Braak. Braak bekommt ein Umspannwerk. 35-Meter-Mast wurde aufgestellt. SH Netz rechnet mit Verdoppelung des Energiebedarfs bis 2035.

Acht Monteure sind am Montagmorgen unweit der Landesstraße 92 in Braak in luftiger Höhe zu sehen. Sie schrauben Stahlmodule zusammen. Ein Kran setzt bereits das vierte Element oben drauf. Es ist Millimeterarbeit, und doch geht es im Eiltempo voran. In wenigen Stunden wird der 35-Meter-Kreuzgittermast mit einem Gewicht von 75 Tonnen errichtet sein. Über den Koloss wird das Umspannwerk, das sich gerade im Bau befindet, an die 110.000-Volt-Hochspannungsleitung angebunden. Das Umspannwerk in Stapelfeld wird auch erneuert. Für all das investiert der Betreiber, die Schleswig-Holstein Netz AG (SH Netz), mehr als 8,7 Millionen Euro.

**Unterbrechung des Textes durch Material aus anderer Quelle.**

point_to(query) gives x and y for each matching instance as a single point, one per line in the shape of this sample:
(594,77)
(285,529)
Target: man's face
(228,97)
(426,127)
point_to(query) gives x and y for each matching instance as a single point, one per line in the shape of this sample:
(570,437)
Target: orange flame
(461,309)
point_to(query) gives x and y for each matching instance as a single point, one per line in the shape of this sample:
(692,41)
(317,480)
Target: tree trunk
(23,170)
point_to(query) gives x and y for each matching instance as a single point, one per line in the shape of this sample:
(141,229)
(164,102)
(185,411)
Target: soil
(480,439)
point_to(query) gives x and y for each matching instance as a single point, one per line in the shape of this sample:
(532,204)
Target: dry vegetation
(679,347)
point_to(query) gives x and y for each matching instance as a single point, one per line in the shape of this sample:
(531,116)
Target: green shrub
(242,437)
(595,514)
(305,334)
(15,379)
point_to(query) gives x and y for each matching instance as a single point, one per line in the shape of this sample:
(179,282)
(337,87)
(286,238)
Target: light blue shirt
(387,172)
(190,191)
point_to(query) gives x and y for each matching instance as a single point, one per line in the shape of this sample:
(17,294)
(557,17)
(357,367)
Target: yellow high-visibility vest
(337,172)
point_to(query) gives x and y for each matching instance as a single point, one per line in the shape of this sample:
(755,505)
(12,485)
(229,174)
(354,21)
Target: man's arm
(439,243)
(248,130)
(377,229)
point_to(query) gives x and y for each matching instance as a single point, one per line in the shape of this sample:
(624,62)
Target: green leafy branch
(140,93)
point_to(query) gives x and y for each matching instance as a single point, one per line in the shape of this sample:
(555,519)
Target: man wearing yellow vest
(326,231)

„Wir rechnen mit einer Verdoppelung des Energiebedarfs bis 2035“, sagt Unternehmenssprecher Ove Struck und nennt in diesem Zusammenhang zum Beispiel die erhöhte Nachfrage nach Elektroautos und darüber hinaus den Neubau der Müllverbrennungsanlage in Stapelfeld. Im Braaker Umspannwerk, das in spätestens eineinhalb Jahren betriebsbereit sein soll, wird der Strom mithilfe von zwei Transformatoren auf 30.000 Volt heruntergeregelt, nach Stapelfeld geleitet, dort auf 11.000 Volt entschärft und in die Region verteilt. Zwischen den beiden Kommunen wird eine Kabeltrasse verlegt. Sie verläuft unter Feldern. Das Unternehmen benötigte deshalb die Zustimmung von Landwirten. Die Planungen hatten 2019 begonnen. Natürlich gibt es auch Umweltauflagen. „Wegen der Haselnussmaus konnten wir Rodungen erst ab Mai durchführen“, sagt Marius Bruhn, Projektleiter für den Kreuzmast.

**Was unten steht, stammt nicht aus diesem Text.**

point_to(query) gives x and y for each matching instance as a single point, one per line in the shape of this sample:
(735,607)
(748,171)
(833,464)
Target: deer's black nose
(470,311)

Module des Kreuzmastes wurden binnen zwei Wochen vormontiert

Das Umspannwerk in Braak wird zurzeit gebaut.
Das Umspannwerk in Braak wird zurzeit gebaut. © Unbekannt | René Soukup

Dieser wird von 250 Kubikmeter Stahlbeton im Boden gehalten. Das Material für den Turm, der rund 1,1 Millionen Euro kostet, kommt aus Polen. Die Lieferung bestand aus kleinen Teilen. Die Module wurden in Braak auf der Baustelle binnen zwei Wochen vormontiert. Der Weg von der L 92 bis zum Areal ist mit Stahlplatten ausgelegt. Sie sorgen dafür, dass die Lastwagen die Strecke nicht kaputt machen. Die Arbeiten am Umspannwerk sind vor einem Monat gestartet. Seitdem sind jede Menge schwere Transporte unterwegs.

Grundpfeiler des Gebäudes sind bereits gesetzt, Fundamente geschüttet. Das Areal ist eingezäunt, Sandberge wohin das Auge reicht. 3,5 Millionen Euro sind dafür veranschlagt. Jürgen Pohl ist Projektleiter für das Umspannwerk. Er sagt: „Wir werden mit dem Betrag wohl nicht auskommen, die Kosten für einige Materialien haben sich um 70 bis 80 Prozent erhöht.“ Pohl ist einer von 1400 Mitarbeitern der Schleswig-Holstein Netz AG, die für rund 2,8 Millionen direkt oder indirekt angeschlossene Kunden Strom- und Gasleitungen in mehr als 900 Kommunen in Schleswig-Holstein betreibt.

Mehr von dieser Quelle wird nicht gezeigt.